Jak podkreśla KPMG, raport "Pozycja Polski jako partnera biznesowego dla inwestorów z Japonii" został opracowany na podstawie pogłębionych wywiadów przeprowadzonych wśród kadry zarządzającej wyższego szczebla japońskich firm działających na terytorium Polski. Wyniki badań zostały poparte analizą informacji pozyskanych od Japońskiej Organizacji Handlu Zagranicznego (JETRO), Ministerstwa Gospodarki i Polskiej Agencji Informacji i Inwestycji Zagranicznych.
Z raportu wynika, że japońskie inwestycje w Polsce w latach 2000-2010 wzrosły dziesięciokrotnie, osiągając poziom około 1,6 mld dolarów, a Polska stała się jedną z najbardziej pożądanych lokalizacji w Europie dla japońskich firm produkcyjnych. "Podczas gdy w państwach Europy Zachodniej w latach 2005-2010 liczba podmiotów powiązanych z japońskim kapitałem nie zmieniła się lub spadła, w tym samym okresie liczba takich podmiotów w Polsce wzrosła o 48 proc." - napisano w raporcie.
"Po akcesji Polski do Unii Europejskiej w 2004 roku, polsko-japońskie stosunki gospodarcze bardzo się rozwinęły. Obserwowany w Polsce silny projapoński sentyment o podłożu historycznym jest czynnikiem przyciągającym japoński biznes do tej części Europy" - ocenił cytowany w komunikacie KPMG ambasador Japonii w Polsce Makoto Yamanaka.
Jednym z kluczowych czynników decydujących o atrakcyjności Polski w oczach inwestorów z Japonii są bardzo dobre kwalifikacje polskiej kadry przy względnie niskich kosztach pracy, w porównaniu z sąsiednimi państwami Unii Europejskiej - wskazuje raport. "Polscy pracownicy są cenieni ze względu na swoje zaangażowanie, lojalność wobec pracodawcy oraz kompetencje zawodowe, które zdaniem japońskich przedsiębiorców są porównywalne z kwalifikacjami pracowników z Niemiec" - podkreślono.
Innym czynnikiem przyciągającym japoński biznes do Polski jest stabilność polityczna i ekonomiczna. "W Polsce wciąż obserwuje się wzrost gospodarczy, a wraz z powiększaniem się polskiej klasy średniej rośnie również jej siła nabywcza.
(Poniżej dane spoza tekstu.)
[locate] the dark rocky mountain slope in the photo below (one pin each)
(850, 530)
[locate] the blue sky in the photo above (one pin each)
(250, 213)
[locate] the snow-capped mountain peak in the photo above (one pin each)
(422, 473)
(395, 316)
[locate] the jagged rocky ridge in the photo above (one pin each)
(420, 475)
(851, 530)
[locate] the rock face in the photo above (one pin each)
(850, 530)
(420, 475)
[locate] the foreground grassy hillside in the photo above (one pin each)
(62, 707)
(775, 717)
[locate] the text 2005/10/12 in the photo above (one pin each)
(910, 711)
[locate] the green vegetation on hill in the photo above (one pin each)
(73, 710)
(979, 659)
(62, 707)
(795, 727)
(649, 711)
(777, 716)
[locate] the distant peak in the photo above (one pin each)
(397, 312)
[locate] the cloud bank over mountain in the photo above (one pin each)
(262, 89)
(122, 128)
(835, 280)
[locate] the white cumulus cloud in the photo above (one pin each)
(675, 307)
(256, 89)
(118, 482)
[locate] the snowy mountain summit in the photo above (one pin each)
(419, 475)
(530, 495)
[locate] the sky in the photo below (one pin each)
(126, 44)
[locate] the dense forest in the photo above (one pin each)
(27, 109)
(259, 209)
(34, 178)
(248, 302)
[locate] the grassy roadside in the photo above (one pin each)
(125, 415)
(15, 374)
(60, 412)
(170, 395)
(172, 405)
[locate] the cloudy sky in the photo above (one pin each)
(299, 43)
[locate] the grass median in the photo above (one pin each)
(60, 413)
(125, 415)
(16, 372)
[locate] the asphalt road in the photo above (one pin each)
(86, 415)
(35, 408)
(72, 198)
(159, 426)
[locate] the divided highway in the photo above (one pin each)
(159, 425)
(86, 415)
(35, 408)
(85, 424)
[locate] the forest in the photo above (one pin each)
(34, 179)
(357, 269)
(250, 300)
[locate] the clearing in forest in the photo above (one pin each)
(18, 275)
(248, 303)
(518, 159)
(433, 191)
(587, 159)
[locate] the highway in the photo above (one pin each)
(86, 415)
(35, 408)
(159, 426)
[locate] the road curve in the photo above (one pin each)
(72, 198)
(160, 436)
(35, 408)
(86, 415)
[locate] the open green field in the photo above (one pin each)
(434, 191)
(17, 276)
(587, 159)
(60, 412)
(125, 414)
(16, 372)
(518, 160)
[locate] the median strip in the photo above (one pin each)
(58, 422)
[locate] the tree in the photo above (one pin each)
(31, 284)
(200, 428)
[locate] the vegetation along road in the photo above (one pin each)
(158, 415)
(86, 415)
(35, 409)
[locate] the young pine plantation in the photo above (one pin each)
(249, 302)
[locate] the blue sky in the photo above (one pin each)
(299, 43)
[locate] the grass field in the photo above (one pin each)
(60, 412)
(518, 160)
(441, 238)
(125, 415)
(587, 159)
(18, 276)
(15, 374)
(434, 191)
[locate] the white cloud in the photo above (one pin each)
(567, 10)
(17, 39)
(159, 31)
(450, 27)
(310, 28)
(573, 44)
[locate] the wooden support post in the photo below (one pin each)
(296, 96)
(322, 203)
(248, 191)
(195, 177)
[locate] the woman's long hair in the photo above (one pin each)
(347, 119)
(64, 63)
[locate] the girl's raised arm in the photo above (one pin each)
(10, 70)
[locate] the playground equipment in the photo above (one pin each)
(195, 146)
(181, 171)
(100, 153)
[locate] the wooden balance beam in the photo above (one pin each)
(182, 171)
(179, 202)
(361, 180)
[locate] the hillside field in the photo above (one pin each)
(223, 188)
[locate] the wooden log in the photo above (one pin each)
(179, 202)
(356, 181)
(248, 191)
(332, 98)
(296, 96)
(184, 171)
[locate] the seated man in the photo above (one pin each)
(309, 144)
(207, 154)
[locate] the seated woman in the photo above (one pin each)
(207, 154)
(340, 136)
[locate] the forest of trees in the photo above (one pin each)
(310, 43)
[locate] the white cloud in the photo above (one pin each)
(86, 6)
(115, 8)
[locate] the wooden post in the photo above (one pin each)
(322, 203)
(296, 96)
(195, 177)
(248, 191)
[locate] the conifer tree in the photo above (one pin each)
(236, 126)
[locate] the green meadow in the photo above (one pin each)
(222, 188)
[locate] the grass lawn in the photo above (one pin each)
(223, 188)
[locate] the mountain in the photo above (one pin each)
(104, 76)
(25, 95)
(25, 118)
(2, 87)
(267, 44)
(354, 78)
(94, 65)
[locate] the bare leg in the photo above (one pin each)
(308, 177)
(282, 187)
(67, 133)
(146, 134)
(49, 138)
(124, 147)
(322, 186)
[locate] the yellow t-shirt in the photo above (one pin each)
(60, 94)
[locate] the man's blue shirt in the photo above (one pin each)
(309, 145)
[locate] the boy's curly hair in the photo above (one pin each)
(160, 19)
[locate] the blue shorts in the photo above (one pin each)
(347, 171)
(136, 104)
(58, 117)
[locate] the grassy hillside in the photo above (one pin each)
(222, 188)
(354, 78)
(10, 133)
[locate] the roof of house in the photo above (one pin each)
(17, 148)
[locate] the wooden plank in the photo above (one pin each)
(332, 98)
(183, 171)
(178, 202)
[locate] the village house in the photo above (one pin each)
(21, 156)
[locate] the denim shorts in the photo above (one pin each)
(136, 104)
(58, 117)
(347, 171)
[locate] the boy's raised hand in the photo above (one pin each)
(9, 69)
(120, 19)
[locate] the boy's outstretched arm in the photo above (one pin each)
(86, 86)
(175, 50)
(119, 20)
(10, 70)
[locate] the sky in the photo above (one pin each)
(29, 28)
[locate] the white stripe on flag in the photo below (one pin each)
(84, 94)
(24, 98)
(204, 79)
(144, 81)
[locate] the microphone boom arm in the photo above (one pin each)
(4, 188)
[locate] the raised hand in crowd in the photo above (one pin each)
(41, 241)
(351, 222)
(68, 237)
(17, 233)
Badani przedsiębiorcy wskazują też na duży potencjał Polski, wynikający z jej położenia między bogatymi i uprzemysłowionymi państwami Europy Zachodniej, a obfitymi w surowce państwami byłego Związku Radzieckiego" - napisano w komunikacie.
Dodano, że japońscy przedsiębiorcy pozytywnie oceniają też współpracę z polskimi instytucjami oraz nasz system podatkowy. Szef działu doradztwa transakcyjnego w KPMG Marek Sosna, cytowany w komunikacie, nie kryje zaskoczenia z tego powodu. "Z zaskoczeniem obserwujemy, iż polskie prawo, w tym regulacje podatkowe będące przedmiotem tak częstej krytyki ze strony polskich przedsiębiorców, nie są uznawane przez japońskich inwestorów za poważną przeszkodę" - zaznaczył.
Dodał, że japońscy przedsiębiorcy uważają stawki podatkowe obowiązujące w Polsce za relatywnie niskie. "Mimo że spełnienie wymogów polskiego systemu prawno-podatkowego jest postrzegane jako proces dość czasochłonny, to są one jednocześnie uważane za stosunkowo zrównoważone i przyjazne inwestorom" - wskazał.
Wśród czynników ocenianych negatywnie, inwestorzy wskazali m.in.: skomplikowane i rygorystyczne przepisy prawa pracy, nadmierną biurokrację i konieczność kompletowania obszernej dokumentacji w kontaktach z organami państwowymi. "Za kłopotliwy uznano czasochłonny proces pozyskiwania zezwoleń na działalność w specjalnych strefach ekonomicznych. Przedsiębiorcy z Japonii wskazują też, że w Polsce jest niewielu inżynierów, którzy mogą się wykazać biegłą znajomością języka angielskiego" -poinformowano.
Inwestorzy, którzy brali udział w badaniu podkreślili też, że polski rząd mógłby się wykazać większą aktywnością w zakresie promocji kraju za granicą i pozycjonować Polskę jako państwo, w którym pomimo spowolnienia gospodarczego na świecie wciąż obserwuje się wzrost gospodarczy.